The Gemara in Chullin (97b) says that a salted food is considered as if it is hot. In order for food to be considered salty enough that it is as if it were hot, the food must be too salty to eat. This level of saltiness, Rashi explains, is not that it is inedible, rather it is unpleasant to eat. Rabbeinu Tam explains that this means the amount of salt one puts on meat when salting it to kosher it.

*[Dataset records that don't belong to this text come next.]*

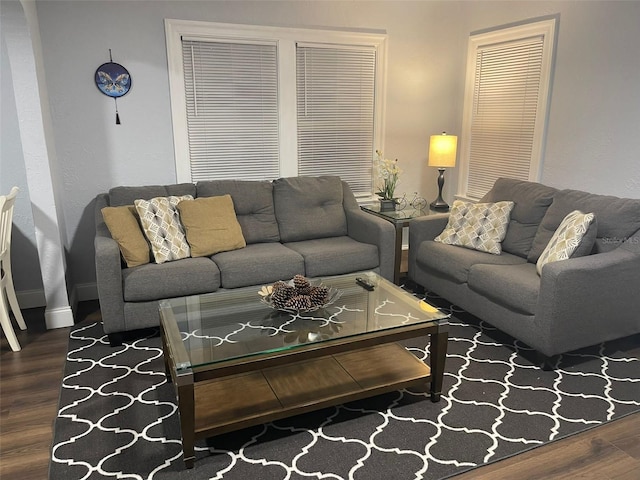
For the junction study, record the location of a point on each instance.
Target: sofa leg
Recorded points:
(115, 339)
(545, 363)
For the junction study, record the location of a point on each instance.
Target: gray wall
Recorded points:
(594, 116)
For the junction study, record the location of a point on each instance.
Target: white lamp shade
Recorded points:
(442, 150)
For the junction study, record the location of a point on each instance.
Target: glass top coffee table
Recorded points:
(236, 362)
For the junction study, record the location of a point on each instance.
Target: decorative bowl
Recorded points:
(267, 293)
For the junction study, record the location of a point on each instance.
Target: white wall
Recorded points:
(26, 268)
(594, 109)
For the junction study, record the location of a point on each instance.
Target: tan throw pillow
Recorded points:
(479, 226)
(211, 225)
(124, 224)
(161, 224)
(566, 239)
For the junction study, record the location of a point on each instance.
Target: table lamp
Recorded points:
(442, 154)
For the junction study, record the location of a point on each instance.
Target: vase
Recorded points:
(387, 205)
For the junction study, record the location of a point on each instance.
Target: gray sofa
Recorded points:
(574, 303)
(303, 225)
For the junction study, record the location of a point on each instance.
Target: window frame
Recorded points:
(286, 39)
(545, 28)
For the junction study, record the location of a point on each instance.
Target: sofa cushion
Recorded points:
(189, 276)
(126, 195)
(257, 264)
(569, 238)
(253, 202)
(453, 263)
(515, 287)
(210, 225)
(335, 255)
(531, 202)
(161, 225)
(123, 223)
(480, 226)
(618, 219)
(309, 207)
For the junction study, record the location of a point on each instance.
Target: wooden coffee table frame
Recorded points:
(239, 393)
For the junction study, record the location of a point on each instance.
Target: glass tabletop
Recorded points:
(234, 324)
(396, 216)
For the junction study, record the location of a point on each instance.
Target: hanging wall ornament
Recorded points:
(114, 81)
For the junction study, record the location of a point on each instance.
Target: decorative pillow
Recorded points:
(211, 225)
(479, 226)
(161, 225)
(567, 238)
(124, 224)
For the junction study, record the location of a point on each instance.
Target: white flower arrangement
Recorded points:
(388, 174)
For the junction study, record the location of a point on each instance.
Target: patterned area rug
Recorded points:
(118, 418)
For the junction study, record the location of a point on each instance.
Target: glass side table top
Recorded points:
(235, 324)
(396, 216)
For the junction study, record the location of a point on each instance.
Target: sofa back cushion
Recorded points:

The Shulchan Aruch (יו”ד קה:ט) rules the same as Rabbeinu Tam, that anything with enough salt for koshering is considered hot. The Rama says that we don’t know exactly how much salt this is, therefore anything that is salted as one would salt meat before koshering through roasting is also considered hot. (Since when one is koshering through roasting, salting is the final step before eating that piece of meat, the amount of salt used is significantly less than when salting meat for the normal koshering process. Therefore, a food that is somewhat salty can be considered to be hot according to the Rama. Whenever a question regarding salting arises, one should consult a rabbi.)
The Ran says that the salted food is only considered hot after the amount of time it takes to get food hot on a fire, about 18 minutes. However, most Rishonim agree that salted food is considered hot immediately. The Shach (יו”ד צא ס”ק יא) rules the same as the Rishonim that say that the food is considered hot right away, and adds that one must be stringent even in a case of great loss.

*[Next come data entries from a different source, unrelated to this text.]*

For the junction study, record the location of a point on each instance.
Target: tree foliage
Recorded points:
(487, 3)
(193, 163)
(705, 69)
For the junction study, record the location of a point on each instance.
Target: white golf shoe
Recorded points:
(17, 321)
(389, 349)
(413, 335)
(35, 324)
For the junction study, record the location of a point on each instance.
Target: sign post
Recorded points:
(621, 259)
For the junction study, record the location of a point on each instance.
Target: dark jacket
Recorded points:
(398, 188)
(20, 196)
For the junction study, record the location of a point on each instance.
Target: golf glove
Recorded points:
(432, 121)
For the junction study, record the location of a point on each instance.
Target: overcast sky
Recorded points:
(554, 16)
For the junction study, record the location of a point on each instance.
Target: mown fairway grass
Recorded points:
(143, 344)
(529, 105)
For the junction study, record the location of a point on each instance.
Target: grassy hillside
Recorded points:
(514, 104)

The Shulchan Aruch explains three levels of how far taste travels from a salted food. If the salted food was lean, the taste travels into the next food only a kelipa. If it was a bit fatty, then it travels a netila. If the food that was salted was really fatty (the Shulchan Aruch says that it was literally fat), then the taste travels through the entire piece of food that the fat touches. The Rama writes that we do not know what is considered fatty or lean, therefore if salted food which is forbidden touches permitted food, one needs sixty times more permitted food than forbidden food to permit the mixture. Additionally, one must take off a kelipa of the permitted food in case the forbidden food was not really fatty and only went into the outer layer of the permitted food and was not really nullified. (The Rama doesn’t write to take off a netila at any time.)
The halachot of salted food are generally referring to a forbidden food that is salted which touches permitted food that is not salted. The reason is that salted food is “as if” it is hot, but does not have the exact same rules as hot food. Therefore, salted food can give off taste, but will not absorb taste from an unsalted food that it touches, unlike food that is actually hot. If so, when permitted food is salted and touches unsalted forbidden food, it would not absorb taste from the forbidden food at all. The Rama (יו”ד קה:י) says though that one should be stringent if, by doing so they will not incur a big loss.